Maybank will offer a number of services in Myanmar including project finance and corporate lending, said Pollie Sim, CEO of international business at the Malaysian bank.
It will also be willing to help companies raise capital through regional equity or debt markets, she said at the launch of the bank’s Myanmar branch office on October 2 in Yangon.
Only one Myanmar company – Yoma Strategic – has succeeded in raising funds through an international capital market, listing on the Singapore Exchange in 2006 through a reverse takeover.
“We are well positioned to bring our experience to the table to develop project financing structures, or help raise capital via regional equity or debt markets,” said Ms Sim.
US sanctions on a number of the largest businesses in Myanmar will slow the process of taking local firms offshore to raise international capital.
The country’s first bourse, the Yangon Stock Exchange, is also scheduled to open in December, and commentators say authorities are likely to encourage domestic firms to list domestically rather than overseas.
In terms of bonds, the unrated sovereign has yet to issue an international benchmark, making it hard for local corporates to come to the market.
Maybank is the first Malaysian bank to open a branch in Myanmar, though it opened a representative office in the country more than two decades ago.
Now that it is permitted to do business in Myanmar for the first time, it will focus on financing priority areas for growth, including power, utilities, oil and gas, and telecommunications sectors, said Ms Sim.
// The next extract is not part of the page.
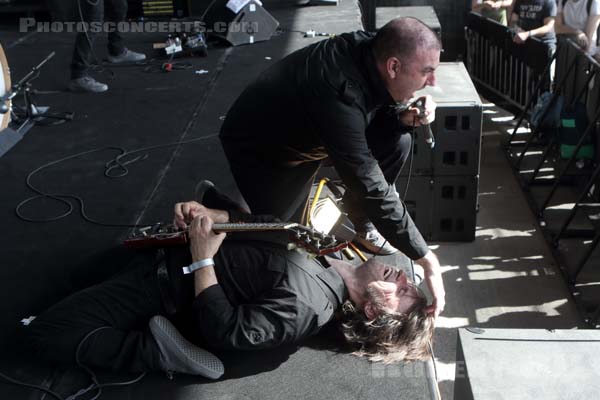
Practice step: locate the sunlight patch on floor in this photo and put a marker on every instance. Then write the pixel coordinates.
(484, 314)
(496, 233)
It currently provides financing for Yangon International Airport – developed by Myanmar conglomerate Asia World – as well as gas pipelines, sea ports and other infrastructure construction projects, she said.
“We will be able to leverage our balance sheet and offshore financing capabilities to finance large-scale projects and distribute them across our network.”
As well as capital market solutions, Maybank will offer treasury and cash management services, deposit accounts, transaction banking and working capital financing.
It hopes to gain up to 3 million customers in Myanmar in the coming years, and believes lending and transaction banking will be among the main revenue drivers in the next five years, said Ms Sim.
Maybank can also offer trade financing services, due to client connections in Myanmar’s trading partner countries such as China, India and ASEAN, said Soon Su Long, chief operating officer for Indochina.
“Maybank has a higher credit standing than local banks, and can offer guarantees for trade finance instruments that will be accepted by Myanmar’s trading partners,” he said.
Trade finance instruments such as letters of credit from Myanmar’s banks may not be accepted by international banks without some form of credit enhancement.
Maybank has a correspondent relationship with around 14 domestic banks, but has yet to sign any exclusive agreements.
The Malaysian bank was one of nine foreign banks to win a conditional licence to operate in Myanmar in a tender last year. They have been required to pay a minimum capital requirement of US$75 million, and are initially limited to running a single branch, and lending to international corporate clients and local banks.
All have now opened their branches ahead of the October 1 deadline, having secured final approval from the Central Bank of Myanmar.
The winning banks were: Australia’s ANZ Bank; Thailand’s Bangkok Bank; Japan’s Mizuho Bank, The Bank of Tokyo-Mitsubishi UFJ and Sumitomo Mitsui Banking Corporation; China’s Industrial and Commercial Bank of China (ICBC); Malaysia’s Maybank and Singapore’s Oversea-Chinese Corporation (OCBC) and United Overseas Bank (UOB).
Maybank is the only bank in the world with branch offices in all 10 ASEAN member states. It also claims to be the region’s fourth largest bank by assets, with total assets of 640 billion ringgit ($145 billion) in 2014.